Political Leader of the Progressive Empowerment Party (PEP), Phillip Alexander, says the Budget last year allocated funding for certain things and should begin this time around with detailed accounting for what was done with that money before another Budget is read.
In a statement responding to the announcement of October 2nd as Budget Day, Alexander said:
“The taxpaying citizenry are against the wall and further taxes are being contemplated and piled on an already weary population. To whom do the public turn for facts to guide their opinion on what is being done with their money? Are our taxes fairly collected and expended? Are there ways to work with existing incomes or even less? The state spending essential funds on tiling sidewalks on Ariapita Avenue has to be a solid example of a fool’s errand. Where is the expected return on this investment?”
Alexander said the Budget should be focused almost solely on the social architecture and stewarding of the economy, safeguarding the society, and creating hope and opportunity for all.
“If the government has a plan for the people, then the budget is the tool by which that plan is executed,” the PEP leader argues.
“What exactly is the current government’s plan for the people? How is the budget going to support the development of small businesses or assist existing small businesses to grow into large ones, generating employment and contributing to the tax basket?” he asked. “What is the plan to get the mass of persons dependent on make work schemes and handouts redeveloped into functional, independent contributing citizens, thereby reducing one of the largest burdens on the taxpayers?”
He also questioned whether there was a plan to use taxation and legislation to wean the society away from the highly processed, sugar and fat heavy diet, “that has us as one of the leading countries for preventable lifestyle illnesses such as diabetes, heart disease and stroke?”

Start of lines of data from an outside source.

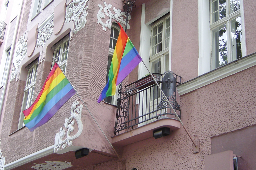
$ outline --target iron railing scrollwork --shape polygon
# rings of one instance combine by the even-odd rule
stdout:
[[[180,106],[176,101],[176,86],[181,83],[182,77],[170,71],[163,74],[152,74],[180,117]],[[115,135],[157,119],[175,119],[175,114],[150,75],[125,88],[123,92],[121,87],[118,89]]]
[[[3,21],[0,21],[0,39],[1,39],[3,40],[6,28],[6,23]]]

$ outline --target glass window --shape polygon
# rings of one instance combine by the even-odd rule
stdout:
[[[7,69],[8,67],[8,64],[9,62],[9,57],[10,56],[10,50],[9,50],[7,52],[7,57],[6,57],[6,60],[5,61],[5,65],[4,66],[4,72],[3,73],[3,77],[2,79],[2,82],[1,82],[1,86],[0,87],[2,87],[4,85],[4,81],[7,76]]]
[[[210,0],[212,69],[242,57],[239,0]]]
[[[109,50],[108,53],[107,69],[107,77],[106,80],[106,84],[108,82],[108,72],[109,72],[109,69],[110,68],[111,62],[112,61],[112,58],[113,57],[114,53],[114,50],[116,46],[118,36],[119,36],[120,30],[119,27],[117,24],[115,24],[114,23],[112,24],[111,28],[111,32],[110,32],[110,39],[109,41]],[[119,88],[119,85],[116,86],[116,90],[115,95],[105,98],[104,99],[104,101],[106,103],[116,105]]]
[[[69,36],[67,36],[53,46],[54,50],[53,58],[58,62],[60,67],[64,72],[66,72],[69,44]],[[55,61],[52,62],[52,67],[53,66]]]
[[[23,122],[24,115],[22,111],[29,107],[33,104],[35,86],[36,80],[36,74],[38,66],[38,60],[37,59],[27,66],[28,69],[26,86],[21,107],[21,112],[18,126],[19,129],[25,126]]]
[[[162,17],[151,27],[151,52],[149,58],[152,73],[163,73],[168,69],[170,16]]]
[[[42,4],[42,0],[35,0],[32,13],[31,19],[33,19],[40,12]]]

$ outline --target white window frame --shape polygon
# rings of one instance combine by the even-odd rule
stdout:
[[[169,22],[169,26],[167,27],[167,28],[166,28],[166,22],[167,21]],[[153,24],[151,27],[151,38],[150,40],[150,55],[149,57],[149,62],[150,62],[150,70],[151,70],[151,71],[153,71],[154,68],[153,66],[152,66],[152,63],[157,60],[159,58],[161,58],[161,73],[163,73],[165,71],[167,71],[165,70],[166,69],[168,69],[169,64],[167,64],[166,65],[165,64],[163,64],[166,63],[165,61],[165,58],[164,56],[165,56],[167,54],[169,53],[169,46],[170,45],[170,15],[168,15],[166,16],[163,17],[157,23]],[[153,29],[154,28],[156,27],[157,27],[158,25],[160,24],[161,23],[163,23],[163,31],[162,31],[162,49],[161,50],[158,52],[156,52],[156,53],[154,54],[153,55],[152,55],[152,46],[155,46],[155,45],[152,45],[152,42],[153,39],[154,37],[155,37],[155,36],[153,35]],[[165,36],[166,34],[166,29],[169,30],[169,36],[167,38],[165,38]],[[168,43],[166,44],[165,43],[165,40],[168,39]],[[158,40],[157,40],[157,43],[158,43]],[[167,46],[166,47],[166,45],[167,45]]]
[[[113,40],[115,40],[116,41],[117,40],[117,39],[118,38],[118,36],[119,36],[119,34],[120,32],[120,28],[119,28],[119,27],[118,26],[118,25],[115,23],[113,23],[111,26],[111,32],[112,29],[113,29],[113,32],[111,33],[112,33],[113,34],[115,34],[115,30],[117,30],[118,31],[118,34],[117,34],[117,37],[116,38],[115,38],[113,37],[113,35],[111,35],[111,34],[110,35],[110,40],[109,41],[109,46],[110,46],[109,47],[109,52],[108,52],[108,68],[109,68],[109,67],[110,67],[110,66],[109,66],[109,63],[111,64],[111,61],[112,60],[112,57],[113,56],[113,54],[114,54],[114,51],[115,49],[115,45],[114,44],[114,41],[113,41]],[[112,40],[112,41],[111,41],[111,40]],[[112,57],[110,57],[110,56]],[[106,77],[106,83],[108,81],[108,71],[109,70],[107,70],[107,76]],[[117,85],[116,86],[116,94],[114,95],[114,96],[108,96],[106,98],[105,98],[104,99],[104,101],[105,103],[109,103],[110,104],[111,104],[112,105],[116,105],[117,104],[117,96],[118,94],[118,89],[119,88],[119,86],[120,85],[120,84]],[[109,102],[107,100],[109,100],[110,98],[112,98],[112,99],[111,99],[111,103]]]
[[[53,1],[53,0],[44,0],[44,8],[46,7],[50,3]]]
[[[230,13],[230,1],[229,0],[226,0],[226,16],[223,18],[221,19],[218,19],[218,20],[217,21],[213,23],[212,23],[213,20],[212,18],[212,13],[213,13],[211,10],[212,8],[212,1],[213,0],[209,0],[209,14],[210,14],[210,29],[211,30],[211,69],[213,70],[218,68],[220,66],[217,66],[218,65],[218,64],[216,63],[216,60],[217,59],[216,58],[217,57],[219,57],[219,56],[218,55],[217,56],[215,56],[214,52],[214,46],[215,44],[214,43],[214,38],[213,31],[215,29],[218,29],[218,28],[224,24],[226,24],[226,28],[227,31],[226,31],[226,34],[227,34],[227,63],[229,63],[237,59],[236,56],[235,56],[234,55],[233,55],[232,56],[232,44],[231,42],[232,41],[231,38],[231,21],[236,18],[238,17],[240,17],[241,19],[241,22],[242,24],[242,37],[240,38],[240,41],[241,41],[241,50],[242,50],[242,56],[245,56],[244,53],[244,51],[245,51],[244,48],[244,44],[245,44],[245,39],[243,37],[245,36],[244,33],[244,27],[243,25],[243,23],[244,21],[243,20],[243,16],[241,15],[242,13],[241,11],[242,11],[242,5],[243,3],[242,1],[242,0],[240,1],[240,8],[237,10],[237,11],[233,12],[232,13]],[[218,5],[219,5],[219,0],[215,0],[215,1],[218,2]],[[235,1],[235,0],[233,1]],[[219,11],[218,11],[218,14],[219,13]],[[219,15],[218,15],[218,17]]]
[[[54,50],[53,58],[55,59],[59,64],[60,67],[64,72],[66,72],[67,67],[69,46],[69,35],[53,45],[52,48]],[[58,57],[57,55],[58,55]],[[53,66],[55,63],[55,61],[53,59],[52,68]]]
[[[28,66],[28,69],[26,86],[24,89],[21,110],[20,114],[20,118],[18,125],[18,129],[25,126],[23,122],[24,116],[23,111],[29,108],[34,102],[33,97],[35,90],[35,87],[36,81],[36,75],[38,66],[38,60],[37,59]]]

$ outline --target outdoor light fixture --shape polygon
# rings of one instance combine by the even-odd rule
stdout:
[[[153,136],[155,139],[170,134],[170,128],[164,127],[153,131]]]
[[[85,156],[88,155],[89,154],[89,149],[85,147],[76,151],[75,156],[76,157],[76,159],[78,159]]]

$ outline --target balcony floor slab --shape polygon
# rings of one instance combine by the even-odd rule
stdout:
[[[170,132],[177,130],[180,128],[179,121],[174,119],[162,119],[157,120],[143,126],[136,128],[112,137],[112,144],[115,146],[123,146],[153,137],[153,131],[166,127]]]

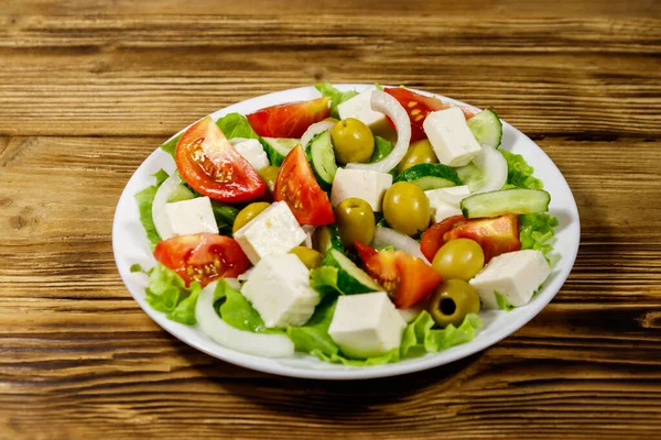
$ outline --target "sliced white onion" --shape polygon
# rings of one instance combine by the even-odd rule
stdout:
[[[373,164],[350,163],[347,164],[347,168],[388,173],[401,162],[409,150],[409,143],[411,142],[411,120],[409,119],[409,114],[407,114],[407,110],[404,110],[399,101],[384,91],[373,90],[370,105],[372,110],[390,117],[397,131],[397,143],[390,154],[381,161]]]
[[[305,133],[301,136],[301,146],[303,150],[307,146],[307,143],[315,136],[315,134],[319,134],[326,130],[330,130],[334,128],[336,122],[333,121],[319,121],[315,122],[305,130]]]
[[[284,334],[252,333],[225,322],[214,310],[216,283],[206,286],[197,298],[195,319],[202,331],[218,342],[242,353],[262,358],[286,358],[294,354],[294,343]]]
[[[431,265],[427,258],[425,258],[425,256],[422,254],[422,251],[420,250],[420,243],[409,235],[397,232],[394,229],[377,228],[375,231],[375,239],[372,240],[372,246],[392,246],[399,251],[404,251],[410,255],[416,256],[426,264]]]
[[[485,174],[485,184],[474,194],[497,191],[507,182],[507,161],[502,154],[487,144],[483,144],[481,147],[473,163]]]
[[[170,221],[167,220],[167,213],[165,212],[165,204],[167,204],[170,196],[181,183],[182,179],[180,178],[178,173],[172,173],[172,176],[167,177],[161,184],[154,195],[154,201],[152,202],[152,221],[162,240],[167,240],[174,235],[172,233]]]

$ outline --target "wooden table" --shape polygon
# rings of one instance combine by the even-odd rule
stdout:
[[[659,438],[660,16],[654,0],[1,2],[0,439]],[[152,322],[110,244],[131,174],[197,118],[317,80],[489,106],[535,140],[582,220],[553,302],[468,359],[348,383],[236,367]]]

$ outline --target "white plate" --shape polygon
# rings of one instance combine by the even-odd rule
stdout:
[[[356,89],[362,91],[371,86],[355,84],[338,85],[337,87],[343,90]],[[423,91],[420,92],[430,95]],[[230,112],[246,114],[268,106],[318,97],[319,94],[313,87],[284,90],[239,102],[213,113],[212,117],[214,120],[217,120]],[[171,321],[164,314],[153,310],[147,304],[144,297],[147,277],[143,274],[130,273],[129,267],[136,263],[141,264],[143,267],[151,267],[155,264],[150,252],[147,235],[140,223],[138,206],[133,196],[147,186],[153,185],[154,179],[151,175],[160,168],[165,169],[167,173],[172,173],[175,169],[172,157],[160,148],[156,148],[140,165],[121,194],[112,224],[115,261],[117,262],[119,274],[133,298],[159,326],[188,345],[232,364],[285,376],[323,380],[384,377],[432,369],[484,350],[530,321],[560,290],[570,275],[578,251],[581,228],[576,202],[567,183],[555,164],[534,142],[506,122],[503,122],[501,147],[522,154],[525,161],[534,167],[534,175],[542,179],[545,189],[551,193],[550,211],[560,221],[554,242],[554,249],[560,254],[560,260],[554,266],[550,278],[544,284],[544,288],[530,304],[510,312],[500,310],[480,312],[484,327],[479,330],[475,339],[466,344],[454,346],[440,353],[407,359],[393,364],[368,367],[347,367],[329,364],[318,361],[314,356],[300,353],[296,353],[291,359],[264,359],[226,349],[204,336],[197,328]]]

“Wouldn’t such a plan save lives, save foreign exchange, keep citizens contributing longer, and remove a significant tax burden spent upkeeping the health sector to the tune of five billion a year?” he stated.

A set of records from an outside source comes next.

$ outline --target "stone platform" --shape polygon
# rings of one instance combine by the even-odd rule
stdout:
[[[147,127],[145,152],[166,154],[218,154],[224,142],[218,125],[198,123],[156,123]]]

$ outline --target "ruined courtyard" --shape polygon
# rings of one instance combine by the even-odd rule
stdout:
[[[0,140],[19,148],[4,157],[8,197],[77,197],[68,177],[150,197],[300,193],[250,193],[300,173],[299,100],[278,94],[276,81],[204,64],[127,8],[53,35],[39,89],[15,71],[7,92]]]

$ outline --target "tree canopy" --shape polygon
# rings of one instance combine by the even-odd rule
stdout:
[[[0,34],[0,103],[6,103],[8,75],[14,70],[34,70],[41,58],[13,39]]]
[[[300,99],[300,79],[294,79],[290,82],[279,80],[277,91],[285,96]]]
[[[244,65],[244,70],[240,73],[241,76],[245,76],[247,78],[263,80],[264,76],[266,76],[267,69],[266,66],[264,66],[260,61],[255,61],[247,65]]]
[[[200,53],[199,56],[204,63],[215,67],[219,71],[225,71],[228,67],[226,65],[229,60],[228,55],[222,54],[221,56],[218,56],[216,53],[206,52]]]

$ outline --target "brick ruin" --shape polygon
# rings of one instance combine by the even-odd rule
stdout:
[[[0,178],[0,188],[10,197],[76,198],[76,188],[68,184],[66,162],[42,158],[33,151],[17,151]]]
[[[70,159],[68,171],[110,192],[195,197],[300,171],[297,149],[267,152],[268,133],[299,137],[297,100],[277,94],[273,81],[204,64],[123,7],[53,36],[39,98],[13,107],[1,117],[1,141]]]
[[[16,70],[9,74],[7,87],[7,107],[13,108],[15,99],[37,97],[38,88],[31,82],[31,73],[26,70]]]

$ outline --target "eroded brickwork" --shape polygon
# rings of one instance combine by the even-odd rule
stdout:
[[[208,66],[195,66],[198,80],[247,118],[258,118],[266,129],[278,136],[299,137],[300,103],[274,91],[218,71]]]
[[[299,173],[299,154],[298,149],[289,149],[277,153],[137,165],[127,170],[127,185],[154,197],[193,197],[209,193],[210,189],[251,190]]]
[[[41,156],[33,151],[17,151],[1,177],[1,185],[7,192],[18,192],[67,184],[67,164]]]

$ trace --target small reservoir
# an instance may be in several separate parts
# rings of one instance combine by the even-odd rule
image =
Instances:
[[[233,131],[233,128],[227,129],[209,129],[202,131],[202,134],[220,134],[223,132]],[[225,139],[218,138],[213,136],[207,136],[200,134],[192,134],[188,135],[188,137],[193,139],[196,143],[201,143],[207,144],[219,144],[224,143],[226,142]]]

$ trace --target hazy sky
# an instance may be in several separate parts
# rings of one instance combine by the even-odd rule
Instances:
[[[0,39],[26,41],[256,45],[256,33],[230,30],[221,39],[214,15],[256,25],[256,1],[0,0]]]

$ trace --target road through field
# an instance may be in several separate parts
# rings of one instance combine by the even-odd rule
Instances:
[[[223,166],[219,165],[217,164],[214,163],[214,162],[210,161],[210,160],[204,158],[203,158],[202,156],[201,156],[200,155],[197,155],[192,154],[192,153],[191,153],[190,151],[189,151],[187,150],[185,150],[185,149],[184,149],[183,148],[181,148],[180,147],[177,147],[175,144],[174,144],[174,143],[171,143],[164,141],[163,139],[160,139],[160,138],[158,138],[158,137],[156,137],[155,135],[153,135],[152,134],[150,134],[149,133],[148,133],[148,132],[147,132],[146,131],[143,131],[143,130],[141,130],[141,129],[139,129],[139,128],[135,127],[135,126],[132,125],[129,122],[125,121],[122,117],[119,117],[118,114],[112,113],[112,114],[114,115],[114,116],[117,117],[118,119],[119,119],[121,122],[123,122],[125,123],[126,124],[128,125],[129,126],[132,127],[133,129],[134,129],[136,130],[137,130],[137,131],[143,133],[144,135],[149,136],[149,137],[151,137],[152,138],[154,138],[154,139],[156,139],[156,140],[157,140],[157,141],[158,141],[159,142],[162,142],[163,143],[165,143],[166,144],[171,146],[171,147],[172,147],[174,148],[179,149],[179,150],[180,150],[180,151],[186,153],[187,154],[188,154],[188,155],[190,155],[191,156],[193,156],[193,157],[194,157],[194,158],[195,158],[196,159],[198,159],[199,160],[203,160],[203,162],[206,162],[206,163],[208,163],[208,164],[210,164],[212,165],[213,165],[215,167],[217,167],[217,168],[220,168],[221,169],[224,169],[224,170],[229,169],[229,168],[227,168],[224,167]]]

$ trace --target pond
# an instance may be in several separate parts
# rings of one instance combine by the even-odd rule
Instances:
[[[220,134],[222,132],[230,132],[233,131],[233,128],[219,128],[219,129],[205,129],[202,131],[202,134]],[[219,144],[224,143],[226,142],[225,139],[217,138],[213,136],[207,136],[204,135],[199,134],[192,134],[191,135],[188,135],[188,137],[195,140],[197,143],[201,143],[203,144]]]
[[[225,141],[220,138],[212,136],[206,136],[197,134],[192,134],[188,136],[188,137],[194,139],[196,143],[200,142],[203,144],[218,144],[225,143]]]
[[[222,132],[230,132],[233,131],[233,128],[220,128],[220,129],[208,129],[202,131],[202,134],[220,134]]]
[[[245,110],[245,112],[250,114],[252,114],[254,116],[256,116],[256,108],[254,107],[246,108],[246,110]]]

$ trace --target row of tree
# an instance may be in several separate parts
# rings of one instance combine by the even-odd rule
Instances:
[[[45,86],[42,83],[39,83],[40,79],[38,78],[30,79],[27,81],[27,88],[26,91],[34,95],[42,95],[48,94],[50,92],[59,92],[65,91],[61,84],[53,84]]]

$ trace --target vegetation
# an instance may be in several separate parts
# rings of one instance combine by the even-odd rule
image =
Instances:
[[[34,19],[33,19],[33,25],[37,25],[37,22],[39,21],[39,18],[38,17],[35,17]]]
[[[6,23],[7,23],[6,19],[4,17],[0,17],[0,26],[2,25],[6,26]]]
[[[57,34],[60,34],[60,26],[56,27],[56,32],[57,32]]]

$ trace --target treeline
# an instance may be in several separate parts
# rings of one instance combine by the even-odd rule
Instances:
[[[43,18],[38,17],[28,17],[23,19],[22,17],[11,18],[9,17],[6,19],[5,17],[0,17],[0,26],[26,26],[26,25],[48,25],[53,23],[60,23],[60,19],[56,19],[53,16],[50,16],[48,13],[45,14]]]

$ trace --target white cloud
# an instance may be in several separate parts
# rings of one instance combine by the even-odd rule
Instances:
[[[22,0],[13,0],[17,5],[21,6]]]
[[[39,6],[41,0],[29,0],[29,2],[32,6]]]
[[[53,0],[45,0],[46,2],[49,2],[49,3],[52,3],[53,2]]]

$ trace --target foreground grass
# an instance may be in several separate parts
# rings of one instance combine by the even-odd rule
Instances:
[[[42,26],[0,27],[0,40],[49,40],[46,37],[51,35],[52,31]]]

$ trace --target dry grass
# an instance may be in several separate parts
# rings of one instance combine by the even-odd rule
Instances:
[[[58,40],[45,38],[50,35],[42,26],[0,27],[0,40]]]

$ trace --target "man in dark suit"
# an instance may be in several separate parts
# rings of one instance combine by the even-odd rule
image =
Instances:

The PEP leader also said the billion dollars spent desalinating water ever year could be used to create multiples of reservoirs and water treatment facilities to capture, hold, treat and distribute “the bounty of rainwater we get for free each year, removing another burden from taxpayers”, and asked whether Government had a plan for such initiatives.
Alexander went on to state that T&T’s education system costs more per child per term than the two most successful private schools in the country, with far less results to show.
He also said the social impact of five to ten thousand unemployable or barely employable young men and women being added to the workforce every year results in billions being spent on crime management and handouts.
“Wouldn’t it be better to focus on fixing that,” he asked, “so that the taxpayers do not end up carrying the classroom to jail cell burden?”